Heat Management in High-Performance Servers
The evolution of microprocessors has been a steady push toward smaller chips and faster
processing speeds. Data flows through computer circuitry as electricity, and the properties of
electricity itself cannot be easily manipulated, so processing speed is limited primarily by the
material through which the electricity flows and the distance the it has to travel. As
conduction rates increase and components shrink, electricity flows more and more quickly and
within smaller and smaller spaces.
After it has run its course, electricity dissipates as heat. The concentration of data processing
within microscopic areas on microprocessors also concentrates heat around these processing
centers, resulting in hot spots. Because the concentration of heat around sensitive components
reduces their efficiency and useful life, concomitant with the push for smaller, faster processors
has been a need for more effective ways to transfer heat away from computer processors.
Manufacturers accomplish this through heat sinks, thermal paste or grease, and cooling fans.

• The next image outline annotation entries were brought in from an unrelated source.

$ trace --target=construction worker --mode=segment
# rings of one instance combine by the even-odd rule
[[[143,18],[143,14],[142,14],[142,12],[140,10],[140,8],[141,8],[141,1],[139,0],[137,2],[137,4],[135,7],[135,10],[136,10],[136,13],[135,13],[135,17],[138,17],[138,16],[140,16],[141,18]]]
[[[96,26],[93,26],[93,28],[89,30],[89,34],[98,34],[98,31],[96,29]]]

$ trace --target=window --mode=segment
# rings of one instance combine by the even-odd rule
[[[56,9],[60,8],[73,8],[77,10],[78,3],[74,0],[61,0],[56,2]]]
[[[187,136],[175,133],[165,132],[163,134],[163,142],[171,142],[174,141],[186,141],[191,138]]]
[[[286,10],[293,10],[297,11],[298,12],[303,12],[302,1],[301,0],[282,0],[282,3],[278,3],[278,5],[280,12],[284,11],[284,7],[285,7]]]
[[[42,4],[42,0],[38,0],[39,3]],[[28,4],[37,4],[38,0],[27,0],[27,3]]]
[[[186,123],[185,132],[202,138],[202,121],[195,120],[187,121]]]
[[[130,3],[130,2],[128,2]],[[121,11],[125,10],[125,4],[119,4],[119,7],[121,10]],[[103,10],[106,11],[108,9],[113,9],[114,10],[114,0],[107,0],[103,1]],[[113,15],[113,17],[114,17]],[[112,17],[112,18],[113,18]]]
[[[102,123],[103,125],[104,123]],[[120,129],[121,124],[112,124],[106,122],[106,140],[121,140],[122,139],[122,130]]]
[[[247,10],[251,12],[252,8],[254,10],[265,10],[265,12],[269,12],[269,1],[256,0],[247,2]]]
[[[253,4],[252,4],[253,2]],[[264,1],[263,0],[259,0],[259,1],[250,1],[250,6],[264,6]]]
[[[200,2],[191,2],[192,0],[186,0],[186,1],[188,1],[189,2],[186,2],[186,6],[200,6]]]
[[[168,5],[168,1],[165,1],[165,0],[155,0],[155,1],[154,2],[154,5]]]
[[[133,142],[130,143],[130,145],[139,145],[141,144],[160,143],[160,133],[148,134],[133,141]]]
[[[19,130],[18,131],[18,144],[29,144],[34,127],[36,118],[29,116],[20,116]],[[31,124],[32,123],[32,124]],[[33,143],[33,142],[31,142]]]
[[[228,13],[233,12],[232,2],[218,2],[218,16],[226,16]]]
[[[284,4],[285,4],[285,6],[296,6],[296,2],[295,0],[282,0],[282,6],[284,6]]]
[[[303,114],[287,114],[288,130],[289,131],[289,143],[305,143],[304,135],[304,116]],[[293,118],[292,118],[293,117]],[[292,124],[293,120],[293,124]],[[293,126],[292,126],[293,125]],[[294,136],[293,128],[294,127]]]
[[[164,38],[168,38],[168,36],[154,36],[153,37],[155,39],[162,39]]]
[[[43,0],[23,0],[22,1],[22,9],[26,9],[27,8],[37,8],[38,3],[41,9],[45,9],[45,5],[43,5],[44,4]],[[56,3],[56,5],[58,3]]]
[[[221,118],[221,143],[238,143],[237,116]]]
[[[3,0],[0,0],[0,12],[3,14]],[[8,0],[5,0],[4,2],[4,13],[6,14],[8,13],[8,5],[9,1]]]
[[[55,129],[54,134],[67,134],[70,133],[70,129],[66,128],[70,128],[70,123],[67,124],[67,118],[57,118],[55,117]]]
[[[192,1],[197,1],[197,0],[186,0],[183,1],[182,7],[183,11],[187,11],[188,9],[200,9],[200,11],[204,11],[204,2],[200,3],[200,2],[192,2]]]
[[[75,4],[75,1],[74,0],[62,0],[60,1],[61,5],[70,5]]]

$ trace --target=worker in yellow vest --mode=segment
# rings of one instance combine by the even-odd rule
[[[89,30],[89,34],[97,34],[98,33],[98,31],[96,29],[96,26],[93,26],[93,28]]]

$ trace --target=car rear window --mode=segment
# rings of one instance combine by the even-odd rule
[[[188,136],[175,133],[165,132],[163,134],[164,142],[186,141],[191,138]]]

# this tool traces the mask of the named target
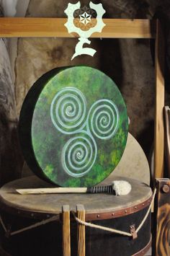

But the effectiveness of these internal devices can also be improved by optimizing the
environment in which they operate. Areas of stagnant, warm air around computers or servers
prevent the efficient dissipation of heat. Better circulation and cooler temperatures, on the other
hand, improve the effectiveness of internal thermal management components, increasing server
efficiency and life-expectancy. Because the thermodynamic circulation of air decreases the
amount of air that must be moved by internal system fans, these fans are allowed to do less work,
and therefore require less electricity and last longer. Manufacturers design server cabinets to
allow the free flow of air, aiding heat sinks and cooling fans in the reduction of concentrated heat
around system components. These cabinets help increase server efficiency and life-span, which
reduces costs and downtime.
See Wei, Jie. 2008. “Challenges in Cooling Design of CPU Packages for High-Performance
Servers.” Taylor and Francis Group. Heat Transfer Engineering. 29(2) pp. 178-187.